Читать «Суть времени. Цикл передач. № 31-41» онлайн - страница 106

Сергей Ервандович Кургинян

А я всё спрашивал: «А кто хорошо воевал?»

Война — это такая странная штука, которая не подчиняется букварю или любым инструкциям. Там, как мы знаем из романов Льва Толстого и очень многих исторических сочинений, всё настолько хаотично, настолько построено на каком-то бардаке, на каких-то неожиданно принимаемых решениях, что там нет формально-логических критериев: вот это хорошо, а вот это плохо.

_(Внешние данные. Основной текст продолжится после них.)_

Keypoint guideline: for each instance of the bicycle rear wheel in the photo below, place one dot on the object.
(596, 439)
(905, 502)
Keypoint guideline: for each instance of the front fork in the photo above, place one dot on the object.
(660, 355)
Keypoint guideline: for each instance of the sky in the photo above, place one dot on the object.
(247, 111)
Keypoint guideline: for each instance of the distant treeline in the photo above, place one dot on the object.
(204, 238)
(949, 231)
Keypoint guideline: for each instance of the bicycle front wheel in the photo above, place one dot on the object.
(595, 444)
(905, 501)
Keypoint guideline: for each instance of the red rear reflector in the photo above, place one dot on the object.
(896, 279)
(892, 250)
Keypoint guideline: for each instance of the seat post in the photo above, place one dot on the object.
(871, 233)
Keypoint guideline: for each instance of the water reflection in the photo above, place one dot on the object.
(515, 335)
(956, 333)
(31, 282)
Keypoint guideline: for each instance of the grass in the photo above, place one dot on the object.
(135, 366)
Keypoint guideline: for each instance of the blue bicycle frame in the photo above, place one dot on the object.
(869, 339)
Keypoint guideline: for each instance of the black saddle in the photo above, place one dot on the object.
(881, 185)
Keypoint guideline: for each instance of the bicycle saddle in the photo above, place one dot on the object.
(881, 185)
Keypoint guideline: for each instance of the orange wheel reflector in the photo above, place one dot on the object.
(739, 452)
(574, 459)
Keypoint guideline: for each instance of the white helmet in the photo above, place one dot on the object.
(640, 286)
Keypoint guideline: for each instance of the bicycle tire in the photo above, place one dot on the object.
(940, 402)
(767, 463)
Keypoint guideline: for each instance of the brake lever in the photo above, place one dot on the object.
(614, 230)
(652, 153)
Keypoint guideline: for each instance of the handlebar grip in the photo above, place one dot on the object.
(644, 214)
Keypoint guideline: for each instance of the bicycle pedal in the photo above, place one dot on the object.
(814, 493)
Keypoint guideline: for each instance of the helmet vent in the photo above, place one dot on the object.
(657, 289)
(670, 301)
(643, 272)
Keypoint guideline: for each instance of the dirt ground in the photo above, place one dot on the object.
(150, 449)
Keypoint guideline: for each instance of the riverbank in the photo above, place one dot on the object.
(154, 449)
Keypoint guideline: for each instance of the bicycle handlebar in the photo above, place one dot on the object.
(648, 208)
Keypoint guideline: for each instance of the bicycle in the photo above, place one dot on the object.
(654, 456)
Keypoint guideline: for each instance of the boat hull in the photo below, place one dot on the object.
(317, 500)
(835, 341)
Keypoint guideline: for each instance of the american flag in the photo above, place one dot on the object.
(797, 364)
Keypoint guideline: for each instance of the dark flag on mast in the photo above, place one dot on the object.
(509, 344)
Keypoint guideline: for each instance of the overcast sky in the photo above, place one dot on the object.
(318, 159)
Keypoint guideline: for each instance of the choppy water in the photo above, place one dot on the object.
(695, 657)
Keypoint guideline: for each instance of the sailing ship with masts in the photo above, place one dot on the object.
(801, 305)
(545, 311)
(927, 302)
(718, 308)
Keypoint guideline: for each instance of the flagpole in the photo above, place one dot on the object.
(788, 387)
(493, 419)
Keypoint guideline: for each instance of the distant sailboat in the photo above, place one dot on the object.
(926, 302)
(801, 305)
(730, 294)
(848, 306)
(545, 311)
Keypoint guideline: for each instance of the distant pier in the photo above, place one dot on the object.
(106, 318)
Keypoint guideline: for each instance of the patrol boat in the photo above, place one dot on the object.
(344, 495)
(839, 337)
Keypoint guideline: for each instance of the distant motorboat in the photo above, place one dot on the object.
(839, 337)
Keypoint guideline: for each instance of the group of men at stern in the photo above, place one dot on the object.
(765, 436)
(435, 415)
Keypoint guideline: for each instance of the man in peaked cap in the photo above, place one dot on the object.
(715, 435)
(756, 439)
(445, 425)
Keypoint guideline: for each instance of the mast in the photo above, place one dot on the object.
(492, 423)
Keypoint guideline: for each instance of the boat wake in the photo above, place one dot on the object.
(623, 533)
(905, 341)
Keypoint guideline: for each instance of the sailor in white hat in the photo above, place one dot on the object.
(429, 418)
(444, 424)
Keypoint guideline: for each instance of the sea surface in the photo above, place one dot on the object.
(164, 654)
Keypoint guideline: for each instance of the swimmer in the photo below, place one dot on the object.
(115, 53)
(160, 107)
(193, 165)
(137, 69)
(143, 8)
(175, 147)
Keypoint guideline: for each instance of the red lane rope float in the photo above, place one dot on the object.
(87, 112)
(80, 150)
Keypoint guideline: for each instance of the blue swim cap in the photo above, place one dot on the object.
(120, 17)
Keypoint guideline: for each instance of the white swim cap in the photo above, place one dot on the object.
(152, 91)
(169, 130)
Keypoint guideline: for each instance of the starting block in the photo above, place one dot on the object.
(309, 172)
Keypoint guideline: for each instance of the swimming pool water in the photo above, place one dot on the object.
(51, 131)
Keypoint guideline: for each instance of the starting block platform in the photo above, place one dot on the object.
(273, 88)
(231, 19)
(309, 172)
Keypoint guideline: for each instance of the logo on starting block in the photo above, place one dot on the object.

Там всё следует поверять опытом. Если мы воевали с немцами плохо, значит, нужно указать, кто с ними воевал хорошо.

Наши войска, если мне не изменяет память, уже в первый день, но уж точно — во второй и третий, начали переходить к контратакам. Французы, если мне не изменяет память, системно не переходили в контратаки вообще. Немцы входили в эту французскую оборону, как нож в масло.

Здесь же концепция блицкрига была сорвана уже в первые три-четыре месяца. Уже к ноябрю стало ясно, что, конечно, взятие Москвы — это ужасная вещь, но оно не решит ничего, ибо уже вся машина захлебнулась. Нет сил. Нет экономики. Нет ресурса для того, чтобы дальше крутить машину, потому что все силы были рассчитаны на короткую дистанцию. Если не удалось добежать до финиша за такое-то время, то потом дыхалка сорвана, и уже ничего дальше сделать нельзя.

Гностики, они же фашисты, сражались великолепно. Сражались после этого ещё 4 года, но сломали их довольно быстро. Притом, что они воевали блестяще, виртуозно. Но их сломали.

Они наткнулись здесь на что-то другое…

А во всём остальном мире они, повторяю, входили как нож в масло. Были малые народы, которые вели себя героически: югославы, отчасти греки… (За это, по-моему, их сейчас и наказывают задним числом. В этом смысл происходящего в 21-м столетии… И это очень много говорит о субъекте, который ведёт игру…) Но, как бы там ни было, они [лишь] нечто демонстрировали фактом своего героизма, но и не более.

Здесь же машина была остановлена. И остановлена она была этим, проклинаемым нашими либералами, коммунизмом.

Одна метафизическая и организационная машина наткнулась на другую, может быть, не выявившую себя до конца, но достаточно уже вобравшую в себя как метафизической, так и организационной — тектологической, как сказал бы Богданов — энергии, чтобы вот так вот кость в кость столкнуться. И этот исторический факт говорит о кризисе либеральной теологии гораздо больше важного, чем любые наши физические, биологические, психологические, социологические реминисценции.

Они очень важны, как теория превращённых форм, Танатос у Фрейда или тёмная энергия в физике. Но вот этот исторический факт безумно важен, потому что в нём есть своя физика, своя социальная теория, своя психология, своя антропология. В нём есть всё. Этот факт тотален, как тотален всякий настоящий феномен, объединяющий в себе единичное, особенное и всеобщее.

Факт великой войны объединил в себе всё. И не надо его препарировать, не надо искать в нём идеальное и скверное. Он, во всей своей абсолютности и тотальности, вдруг показал нечто.